Pooled Memory For Var Dimensions¶

After assigning to the first element, we get this:

Simple pointer array

Pooled Memory For Var Dimensions¶

After assigning to the second element, we get the fully populated array:

Simple pointer array

Pooled Memory For Var Dimensions¶

This pooled memory approach has some advantages and some disadvantages. A big advantage is that the data allocated in the pooled memblock can be viewed in the same way as other data in dynd memblocks. For example, if we access via a slice A[1, :], DyND will collapse the singular var dimension into a fixed dimension.

Simple pointer array

Pooled Memory For Var Dimensions¶

A big disadvantage of the pooled approach is that resizing an element of a var dimension after it has been created isn't allowed.

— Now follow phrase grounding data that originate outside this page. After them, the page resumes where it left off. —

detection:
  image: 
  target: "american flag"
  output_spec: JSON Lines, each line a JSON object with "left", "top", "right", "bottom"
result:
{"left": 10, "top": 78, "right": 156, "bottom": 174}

If it were allowed, very simple code which repeatedly resized an element would be causing many allocations without any frees, a highly unexpected behavior.

DyND needs support for non-pooled allocations as well, for all of the string, bytes, and var dimension types that currently only support pooled allocations. The details of this hasn't been fully worked out, but it may be that this gets done by having the memblock of the dataref expose different kinds of memory allocators for the pooled and non-pooled cases.